The modeling of the data should only take place at a later stage when all components and correlations are recorded. Finally, the individual systems must be connected by interfaces so that automatic data matching is possible.
Open-source platforms combine the latest technology with independence and flexibility
No matter how challenging the conceptual preparation of open source is, its technical implementation is easier. A practical and sustainable solution is open source platforms, which offer advantages compared to proprietary systems, such as:
The enterprise is not bound for years to a specific manufacturer; its pricing and product policy acquires the full ownership of the software. Product updates from the supplier are recommended but don't necessarily have to be installed. In any case, the software is constantly being developed by numerous users, faster than what would just one supplier be able to accomplish. Users can therefore always be up-to-date with technology and innovation.
The platform can be flexibly adapted to changing conditions. In larger companies, this can be done by their own IT departments. Companies with fewer resources of their own can commission free software developers without being tied to certified partners – with their usual high hourly rates.
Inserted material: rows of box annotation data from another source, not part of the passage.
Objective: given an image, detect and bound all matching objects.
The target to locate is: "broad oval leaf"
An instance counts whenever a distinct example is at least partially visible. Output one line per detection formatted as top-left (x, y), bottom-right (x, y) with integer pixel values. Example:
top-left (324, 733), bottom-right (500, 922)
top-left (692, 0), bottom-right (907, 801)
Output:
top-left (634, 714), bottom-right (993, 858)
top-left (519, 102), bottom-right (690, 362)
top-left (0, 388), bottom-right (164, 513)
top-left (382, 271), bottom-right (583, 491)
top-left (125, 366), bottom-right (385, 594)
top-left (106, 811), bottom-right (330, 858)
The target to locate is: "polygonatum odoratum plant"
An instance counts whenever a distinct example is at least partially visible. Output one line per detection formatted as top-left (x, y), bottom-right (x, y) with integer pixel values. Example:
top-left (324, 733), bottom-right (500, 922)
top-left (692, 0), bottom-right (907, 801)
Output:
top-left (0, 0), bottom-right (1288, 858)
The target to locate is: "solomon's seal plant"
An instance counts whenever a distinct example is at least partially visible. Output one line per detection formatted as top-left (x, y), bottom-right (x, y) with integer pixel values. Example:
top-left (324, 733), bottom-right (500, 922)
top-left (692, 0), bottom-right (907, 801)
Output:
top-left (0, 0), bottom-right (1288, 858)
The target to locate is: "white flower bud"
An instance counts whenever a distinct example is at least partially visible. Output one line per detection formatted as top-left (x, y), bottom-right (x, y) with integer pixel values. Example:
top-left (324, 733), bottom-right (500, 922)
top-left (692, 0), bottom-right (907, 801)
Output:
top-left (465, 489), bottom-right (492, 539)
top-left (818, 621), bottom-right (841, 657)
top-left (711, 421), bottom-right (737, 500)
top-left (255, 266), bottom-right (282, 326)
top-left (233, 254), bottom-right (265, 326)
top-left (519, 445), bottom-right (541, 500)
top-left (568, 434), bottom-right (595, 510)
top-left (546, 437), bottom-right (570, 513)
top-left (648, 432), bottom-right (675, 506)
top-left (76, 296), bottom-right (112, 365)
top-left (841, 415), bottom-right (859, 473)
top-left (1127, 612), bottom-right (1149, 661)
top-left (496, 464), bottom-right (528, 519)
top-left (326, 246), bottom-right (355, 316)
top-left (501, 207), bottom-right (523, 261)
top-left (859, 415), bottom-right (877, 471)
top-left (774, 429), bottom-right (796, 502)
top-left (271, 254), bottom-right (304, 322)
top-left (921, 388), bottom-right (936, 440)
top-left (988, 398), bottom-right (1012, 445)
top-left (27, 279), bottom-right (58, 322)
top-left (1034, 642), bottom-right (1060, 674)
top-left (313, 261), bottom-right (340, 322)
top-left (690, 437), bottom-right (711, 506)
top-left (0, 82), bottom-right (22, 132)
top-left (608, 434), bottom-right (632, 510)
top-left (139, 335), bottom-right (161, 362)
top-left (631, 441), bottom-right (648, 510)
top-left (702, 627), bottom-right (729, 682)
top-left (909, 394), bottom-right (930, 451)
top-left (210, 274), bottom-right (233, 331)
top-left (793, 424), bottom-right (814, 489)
Because the platform is based on common frameworks, learning is quick. In addition, it is precisely young developers from the new generation who prefer to work with open source. This makes companies using such platforms more attractive as an employer of choice for this generation of developers.
Lower costs and greater security
Software itself is usually free. If the provider is commissioned with a first-time adaptation, this will incur the usual costs for the implementation of a solution, but no recurring license costs – and therefore not the expense associated with the license audits. The total cost of ownership is therefore lower.
One of the most common questions is safety. Is a system with open source not vulnerable to hacker attacks? On the contrary, the fact that many users who are interested in their own security have to deal with it every day means that possible security vulnerabilities are discovered and resolved much more quickly. Finally, thanks to the open standards, any system can be integrated into the open source platform, no matter how little distributed or sector-specific. Inter-operability is therefore ensured.
Seeing data as values
So much for technology. For sustainable success, it's crucial that the newly introduced system will also be implemented. Employees must get used to the structured handling of master data and learn how to store and use data. Governance, provenance and cleanliness guidelines are a prerequisite, but should not be perceived as rigid instructions. What is important is a new understanding: exact product data, current and complete customer data, but also images and product videos – all of these are values. The ordering of data, and the fact that master data is now readily available on-demand across the enterprise, is the result of shared effort. It's a valuable commodity: it's less like a machine and closer to the inventions and patents that traditional companies are proud of.